Mis au point à l'origine par les mormons, dont l'intérêt ancien pour la généalogie est connu, le format de fichier informatique Gedcom (Genealogical Data Communication) s'est imposé comme la norme de fait, autorisant le transfert des informations recueillies d'un logiciel vers un autre.
Internet a fait de la généalogie un phénomène de société. Lieu privilégié d'échange et de publication de l'information généalogique (données, méthodes de travail), Internet a généré de nouvelles méthodes de recherche dont l'effet a été de démultiplier le nombre de personnes en quête de leur lignée. En France, des bénévoles animent des sites d'entraide destinés à la commande d'actes d'état civil, du moins ceux qu'on ne trouve pas encore sur Internet. En effet, plusieurs départements et municipalités ont déjà mis en ligne leurs archives. Bientôt, le chercheur ne se déplacera plus, parfois loin de chez lui, à la recherche d'un hypothétique renseignement.

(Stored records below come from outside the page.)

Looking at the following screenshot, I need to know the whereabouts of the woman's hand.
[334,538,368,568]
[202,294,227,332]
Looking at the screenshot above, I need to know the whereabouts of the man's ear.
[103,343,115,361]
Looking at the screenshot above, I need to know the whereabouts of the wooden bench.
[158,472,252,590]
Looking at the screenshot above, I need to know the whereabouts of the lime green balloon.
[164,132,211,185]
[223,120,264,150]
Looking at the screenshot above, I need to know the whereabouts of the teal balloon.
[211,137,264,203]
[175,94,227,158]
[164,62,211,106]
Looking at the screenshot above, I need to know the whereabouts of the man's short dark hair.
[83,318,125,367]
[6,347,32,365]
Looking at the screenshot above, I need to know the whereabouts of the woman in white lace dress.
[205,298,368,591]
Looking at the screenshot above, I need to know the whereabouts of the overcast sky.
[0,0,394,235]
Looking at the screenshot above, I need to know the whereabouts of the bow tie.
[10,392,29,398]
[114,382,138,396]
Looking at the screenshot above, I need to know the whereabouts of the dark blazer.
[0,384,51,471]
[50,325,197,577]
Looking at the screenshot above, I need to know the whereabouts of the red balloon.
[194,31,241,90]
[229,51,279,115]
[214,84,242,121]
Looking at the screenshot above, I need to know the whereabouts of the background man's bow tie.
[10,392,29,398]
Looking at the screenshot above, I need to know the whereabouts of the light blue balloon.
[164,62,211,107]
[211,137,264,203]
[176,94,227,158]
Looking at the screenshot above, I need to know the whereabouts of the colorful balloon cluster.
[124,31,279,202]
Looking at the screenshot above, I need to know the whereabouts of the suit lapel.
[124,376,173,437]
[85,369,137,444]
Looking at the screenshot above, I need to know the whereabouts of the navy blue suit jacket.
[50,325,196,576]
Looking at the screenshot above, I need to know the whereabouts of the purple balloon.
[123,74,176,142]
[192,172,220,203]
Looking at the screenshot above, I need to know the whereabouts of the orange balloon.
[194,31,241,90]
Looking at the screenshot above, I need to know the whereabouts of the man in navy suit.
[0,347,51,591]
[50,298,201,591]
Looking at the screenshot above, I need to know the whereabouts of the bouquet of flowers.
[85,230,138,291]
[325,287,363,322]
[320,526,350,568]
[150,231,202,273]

Internet permet également à la généalogie de tirer profit de l'évolution même du rôle du chercheur : celui-ci, en effet, tend à ne plus être simplement le scribe de sa recherche. Archivistes départementaux et municipaux l'incitent parfois à indexer les résultats de son travail au fonds d'archives consulté, qu'il contribue ainsi à enrichir, pour le plus grand bien de l'histoire collective.